If it really darkest before the dawn, it is getting pretty darn dark in America’s oil fields. But the many have predicted all along that this downturn will need to hit a hard bottom before there is any chance of a lasting upturn.
A new analysis published by Bloomberg indicates that we may be just about there. It looks at the decline in rig counts over the last five years. Take a look at the full report here. It is a moving image that compresses five years of rig counts into a few seconds. It shows very graphically how fast the drop has been, but it also shows that we still haven’t seen a comparable drop in production.
What does this mean? First, a disclaimer – This is by no means an expert analysis of the economics of oil and gas. However, there are a couple of things that jump out from these two graphs.
First, production may be looking over the edge of the cliff. Production always follows drilling more slowly on a drop than on a rise. Increased drilling equals high production relatively quickly, as soon as the new wells go on line. However, there is a time delay for production to follow a drop in drilling because the well output has to decline before it shows up as a production decrease. How much of a delay? By some estimates, annual average decline rates for the three top producing land plays in the U.S. are between 22% and 55%. However, first year decline rates are much steeper; a well in the Bakken may decline more than 70% in the first year. So, if the big drop in rig count hit in at the end of the first quarter of 2015, we may see some very steep declines in production from some regions within the next few months.

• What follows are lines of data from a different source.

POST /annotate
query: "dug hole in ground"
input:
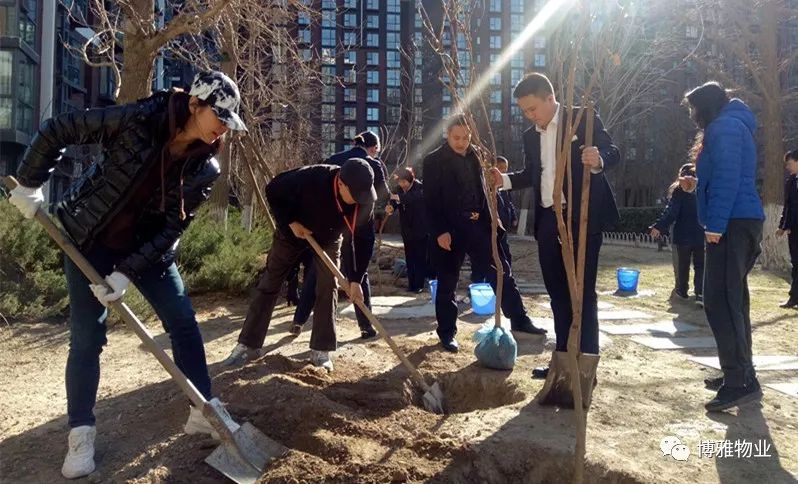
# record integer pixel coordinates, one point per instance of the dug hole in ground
(364, 421)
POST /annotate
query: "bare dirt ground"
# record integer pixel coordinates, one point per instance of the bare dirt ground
(362, 422)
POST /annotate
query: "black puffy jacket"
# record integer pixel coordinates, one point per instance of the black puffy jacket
(132, 137)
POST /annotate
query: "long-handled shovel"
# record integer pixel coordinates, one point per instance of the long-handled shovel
(245, 450)
(433, 395)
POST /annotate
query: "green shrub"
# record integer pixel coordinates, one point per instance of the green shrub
(638, 219)
(32, 283)
(212, 259)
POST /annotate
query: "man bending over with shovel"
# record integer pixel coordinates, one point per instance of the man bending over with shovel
(322, 201)
(535, 96)
(125, 215)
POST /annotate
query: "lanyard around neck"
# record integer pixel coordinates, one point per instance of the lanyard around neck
(349, 225)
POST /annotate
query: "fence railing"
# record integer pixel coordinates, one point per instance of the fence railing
(630, 239)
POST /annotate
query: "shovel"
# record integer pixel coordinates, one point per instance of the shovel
(244, 450)
(433, 395)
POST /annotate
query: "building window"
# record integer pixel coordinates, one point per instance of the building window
(392, 21)
(372, 21)
(6, 90)
(392, 77)
(26, 94)
(495, 41)
(372, 114)
(373, 77)
(392, 40)
(496, 97)
(328, 112)
(350, 38)
(373, 95)
(373, 58)
(516, 22)
(373, 39)
(328, 37)
(8, 20)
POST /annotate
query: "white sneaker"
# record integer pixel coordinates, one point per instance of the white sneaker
(198, 424)
(321, 359)
(240, 355)
(79, 461)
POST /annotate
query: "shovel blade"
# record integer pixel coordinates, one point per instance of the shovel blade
(433, 399)
(244, 460)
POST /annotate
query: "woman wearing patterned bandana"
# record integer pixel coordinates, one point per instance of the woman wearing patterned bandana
(126, 215)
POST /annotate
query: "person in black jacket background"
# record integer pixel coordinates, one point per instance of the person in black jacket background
(126, 215)
(323, 201)
(409, 200)
(789, 223)
(459, 221)
(367, 147)
(688, 235)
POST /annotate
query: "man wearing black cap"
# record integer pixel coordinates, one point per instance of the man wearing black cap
(366, 147)
(324, 201)
(459, 220)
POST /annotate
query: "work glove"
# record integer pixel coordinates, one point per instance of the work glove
(118, 283)
(27, 200)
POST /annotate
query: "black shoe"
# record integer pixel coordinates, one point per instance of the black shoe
(713, 383)
(368, 333)
(527, 327)
(540, 373)
(678, 295)
(729, 397)
(451, 345)
(791, 303)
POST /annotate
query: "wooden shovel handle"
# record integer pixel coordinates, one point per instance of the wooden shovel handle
(130, 319)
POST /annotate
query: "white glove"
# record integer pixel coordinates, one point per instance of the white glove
(118, 283)
(27, 200)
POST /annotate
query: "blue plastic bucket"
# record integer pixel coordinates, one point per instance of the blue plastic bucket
(433, 288)
(627, 279)
(483, 301)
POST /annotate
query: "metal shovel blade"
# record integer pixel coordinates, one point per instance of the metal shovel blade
(433, 399)
(244, 460)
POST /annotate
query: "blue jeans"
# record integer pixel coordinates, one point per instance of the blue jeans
(163, 288)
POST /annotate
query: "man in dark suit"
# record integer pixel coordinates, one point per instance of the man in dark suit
(459, 220)
(535, 96)
(789, 223)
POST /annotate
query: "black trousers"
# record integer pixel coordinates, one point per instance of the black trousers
(472, 238)
(307, 298)
(685, 254)
(556, 281)
(283, 256)
(727, 300)
(416, 257)
(793, 241)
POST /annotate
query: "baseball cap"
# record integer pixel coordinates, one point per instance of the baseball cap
(218, 90)
(358, 176)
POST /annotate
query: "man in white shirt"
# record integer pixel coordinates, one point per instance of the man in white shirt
(535, 96)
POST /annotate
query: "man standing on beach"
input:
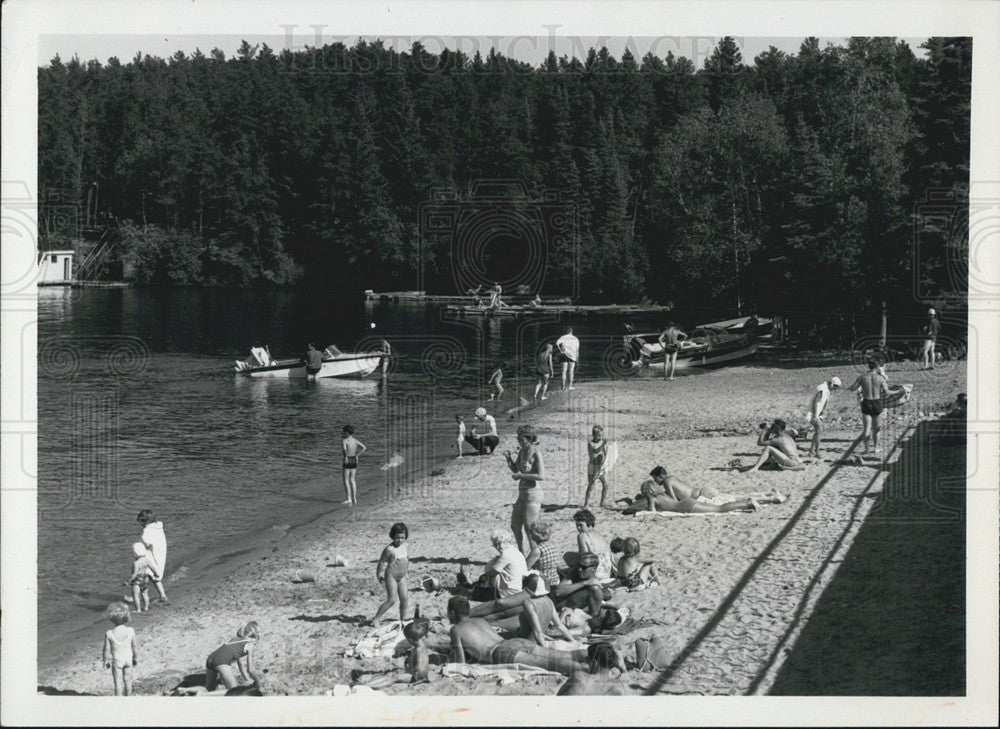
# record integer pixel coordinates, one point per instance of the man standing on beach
(314, 361)
(484, 442)
(873, 388)
(670, 341)
(816, 407)
(930, 338)
(569, 348)
(543, 368)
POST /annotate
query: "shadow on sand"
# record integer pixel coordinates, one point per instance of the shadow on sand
(892, 620)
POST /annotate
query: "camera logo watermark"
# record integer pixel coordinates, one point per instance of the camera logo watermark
(502, 235)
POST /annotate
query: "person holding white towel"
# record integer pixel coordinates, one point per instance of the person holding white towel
(156, 542)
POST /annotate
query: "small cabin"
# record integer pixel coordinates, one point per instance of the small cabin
(55, 267)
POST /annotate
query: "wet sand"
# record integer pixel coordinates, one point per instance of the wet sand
(739, 593)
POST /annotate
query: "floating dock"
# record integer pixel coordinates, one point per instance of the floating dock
(558, 310)
(470, 301)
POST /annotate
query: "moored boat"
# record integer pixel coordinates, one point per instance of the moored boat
(713, 344)
(335, 364)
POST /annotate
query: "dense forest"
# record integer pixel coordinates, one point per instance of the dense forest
(792, 183)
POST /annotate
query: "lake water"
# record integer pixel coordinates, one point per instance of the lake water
(138, 407)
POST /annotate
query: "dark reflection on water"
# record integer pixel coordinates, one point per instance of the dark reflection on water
(138, 407)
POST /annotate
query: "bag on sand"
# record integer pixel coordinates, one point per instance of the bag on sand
(651, 654)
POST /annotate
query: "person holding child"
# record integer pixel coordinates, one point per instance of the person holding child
(143, 570)
(120, 652)
(632, 571)
(597, 454)
(391, 570)
(220, 661)
(527, 469)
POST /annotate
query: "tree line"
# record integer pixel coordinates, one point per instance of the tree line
(800, 182)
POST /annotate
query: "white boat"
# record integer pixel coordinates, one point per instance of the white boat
(709, 345)
(335, 364)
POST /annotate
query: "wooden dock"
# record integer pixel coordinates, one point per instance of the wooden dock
(423, 296)
(558, 310)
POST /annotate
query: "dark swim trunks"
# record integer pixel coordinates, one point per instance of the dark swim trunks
(871, 407)
(506, 651)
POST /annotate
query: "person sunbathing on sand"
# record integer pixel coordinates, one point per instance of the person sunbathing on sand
(603, 677)
(475, 638)
(780, 448)
(581, 588)
(528, 614)
(673, 487)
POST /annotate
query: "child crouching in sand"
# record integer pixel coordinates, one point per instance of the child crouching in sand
(220, 661)
(391, 569)
(142, 571)
(632, 571)
(120, 652)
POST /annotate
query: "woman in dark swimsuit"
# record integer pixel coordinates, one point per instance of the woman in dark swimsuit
(527, 469)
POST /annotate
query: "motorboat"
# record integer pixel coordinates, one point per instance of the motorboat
(335, 364)
(716, 343)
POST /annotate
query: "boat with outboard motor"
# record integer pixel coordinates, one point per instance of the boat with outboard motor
(716, 343)
(335, 364)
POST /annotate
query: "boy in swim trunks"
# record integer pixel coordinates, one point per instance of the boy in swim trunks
(873, 389)
(120, 653)
(475, 638)
(392, 568)
(543, 368)
(779, 448)
(352, 449)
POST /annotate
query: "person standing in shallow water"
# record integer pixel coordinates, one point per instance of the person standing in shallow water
(527, 469)
(352, 449)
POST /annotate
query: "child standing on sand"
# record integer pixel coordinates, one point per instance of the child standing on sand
(496, 379)
(142, 572)
(461, 432)
(352, 449)
(220, 661)
(120, 652)
(391, 569)
(597, 453)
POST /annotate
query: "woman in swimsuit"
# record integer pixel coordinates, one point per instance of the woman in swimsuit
(588, 540)
(391, 569)
(632, 571)
(352, 449)
(597, 453)
(527, 469)
(220, 661)
(120, 651)
(543, 368)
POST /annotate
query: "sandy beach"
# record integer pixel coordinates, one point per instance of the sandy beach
(744, 598)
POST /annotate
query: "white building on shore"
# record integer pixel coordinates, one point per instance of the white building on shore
(55, 267)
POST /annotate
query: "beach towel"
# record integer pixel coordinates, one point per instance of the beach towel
(384, 641)
(342, 689)
(677, 513)
(505, 672)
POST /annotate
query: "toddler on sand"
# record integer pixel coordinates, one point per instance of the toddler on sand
(120, 650)
(220, 661)
(461, 432)
(391, 569)
(632, 571)
(142, 571)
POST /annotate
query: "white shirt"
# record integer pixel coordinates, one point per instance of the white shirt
(491, 426)
(154, 538)
(511, 567)
(569, 346)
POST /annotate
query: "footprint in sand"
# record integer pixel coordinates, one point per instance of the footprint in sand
(396, 461)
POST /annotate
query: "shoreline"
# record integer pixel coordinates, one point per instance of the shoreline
(451, 513)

There are a few caveats to this however:
- Rigs are becoming more efficient, meaning a drop in rig count doesn’t equal a one-to-one decrease in new wells.

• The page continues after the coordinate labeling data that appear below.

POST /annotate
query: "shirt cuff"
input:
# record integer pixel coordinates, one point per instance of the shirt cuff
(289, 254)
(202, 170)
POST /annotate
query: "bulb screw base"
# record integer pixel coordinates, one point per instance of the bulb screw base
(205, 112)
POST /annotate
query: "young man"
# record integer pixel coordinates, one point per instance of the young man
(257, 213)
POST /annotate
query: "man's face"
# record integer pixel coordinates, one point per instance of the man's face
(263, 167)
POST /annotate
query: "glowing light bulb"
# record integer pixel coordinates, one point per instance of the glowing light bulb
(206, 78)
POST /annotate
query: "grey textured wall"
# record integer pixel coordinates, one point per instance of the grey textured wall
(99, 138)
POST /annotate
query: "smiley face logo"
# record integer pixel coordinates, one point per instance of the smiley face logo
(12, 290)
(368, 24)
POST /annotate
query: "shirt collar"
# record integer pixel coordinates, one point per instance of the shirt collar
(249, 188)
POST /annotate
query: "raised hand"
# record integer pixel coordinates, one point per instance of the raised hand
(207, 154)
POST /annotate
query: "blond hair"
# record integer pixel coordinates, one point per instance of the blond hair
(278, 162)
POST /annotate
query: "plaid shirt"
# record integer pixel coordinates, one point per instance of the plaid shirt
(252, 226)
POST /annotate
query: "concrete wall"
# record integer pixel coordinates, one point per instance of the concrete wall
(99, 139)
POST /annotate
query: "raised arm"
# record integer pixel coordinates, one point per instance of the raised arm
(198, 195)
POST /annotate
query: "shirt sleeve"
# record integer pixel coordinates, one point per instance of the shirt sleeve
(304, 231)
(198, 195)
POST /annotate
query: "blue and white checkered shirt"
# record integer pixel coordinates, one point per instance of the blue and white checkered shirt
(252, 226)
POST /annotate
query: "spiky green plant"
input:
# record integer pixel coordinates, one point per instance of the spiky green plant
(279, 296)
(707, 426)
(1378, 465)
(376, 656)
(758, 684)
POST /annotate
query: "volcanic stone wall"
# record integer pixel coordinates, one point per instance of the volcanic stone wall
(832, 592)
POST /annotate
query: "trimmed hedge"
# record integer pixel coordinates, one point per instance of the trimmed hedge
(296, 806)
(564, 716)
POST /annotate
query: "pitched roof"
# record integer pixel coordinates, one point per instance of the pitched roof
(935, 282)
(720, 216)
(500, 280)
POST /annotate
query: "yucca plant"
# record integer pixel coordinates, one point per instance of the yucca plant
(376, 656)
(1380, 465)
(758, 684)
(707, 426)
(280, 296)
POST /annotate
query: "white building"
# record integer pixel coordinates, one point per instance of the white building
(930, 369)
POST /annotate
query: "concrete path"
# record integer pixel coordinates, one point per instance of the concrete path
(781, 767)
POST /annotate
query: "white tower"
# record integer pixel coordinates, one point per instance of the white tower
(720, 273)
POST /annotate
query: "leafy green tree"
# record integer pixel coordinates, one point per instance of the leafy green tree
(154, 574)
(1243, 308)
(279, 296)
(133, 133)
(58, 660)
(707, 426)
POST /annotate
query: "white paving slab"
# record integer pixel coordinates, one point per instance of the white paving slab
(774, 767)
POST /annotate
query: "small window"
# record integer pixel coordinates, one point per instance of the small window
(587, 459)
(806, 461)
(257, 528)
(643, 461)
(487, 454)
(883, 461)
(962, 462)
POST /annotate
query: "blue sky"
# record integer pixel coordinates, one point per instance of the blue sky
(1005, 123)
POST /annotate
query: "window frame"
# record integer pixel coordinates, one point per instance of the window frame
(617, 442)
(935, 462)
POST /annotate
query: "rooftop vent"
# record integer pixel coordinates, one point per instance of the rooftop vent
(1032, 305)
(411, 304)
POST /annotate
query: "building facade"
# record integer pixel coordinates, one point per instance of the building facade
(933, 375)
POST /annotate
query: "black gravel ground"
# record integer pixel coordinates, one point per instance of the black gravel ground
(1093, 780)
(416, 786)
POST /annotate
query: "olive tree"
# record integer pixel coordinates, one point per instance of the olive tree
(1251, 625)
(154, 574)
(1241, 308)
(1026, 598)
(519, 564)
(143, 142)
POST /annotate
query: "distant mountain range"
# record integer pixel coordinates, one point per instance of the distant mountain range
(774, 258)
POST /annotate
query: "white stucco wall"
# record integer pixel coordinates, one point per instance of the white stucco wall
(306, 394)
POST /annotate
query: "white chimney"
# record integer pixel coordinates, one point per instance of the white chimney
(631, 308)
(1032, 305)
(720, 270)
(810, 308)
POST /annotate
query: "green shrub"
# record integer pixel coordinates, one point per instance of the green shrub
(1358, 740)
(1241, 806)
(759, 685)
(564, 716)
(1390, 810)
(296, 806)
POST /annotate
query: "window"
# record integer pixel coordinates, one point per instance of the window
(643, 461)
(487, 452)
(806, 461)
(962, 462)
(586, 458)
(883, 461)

- The Bloomberg analysis appears to include offshore production, which skews the result. For example, Gulf production is actually expected to increase in the near term.
- This does not include drilled but uncompleted (DUC) wells. There were an estimated 4700 DUCs a year ago and the number has climbed. They could go on line relatively quickly if prices go up, bumping production.
Second, a decline in production could move the pain from the collapse of oil to some new sectors. Transportation may be punished by the decline. Right now rail, pipeline and trucking are seeing some shifting of routes for oil. A general production decline means less oil to move from every reservoir area. Some production services are still in demand as production stays high. A drop in production could be punishing to those companies.
The other key to this is what is happening around the world. We don’t know much about how different oil companies in different countries are managing their reserves. The race is on to produce as much as possible in an effort to keep the company solvent, but at what cost? Without proper management, a lot of the oil and gas may be unrecoverable, especially at low prices. That further exacerbates the drops in production for years to come.
Will a production decline re-balance the world supply and demand? We may not have to wait more than a few months to see some indications.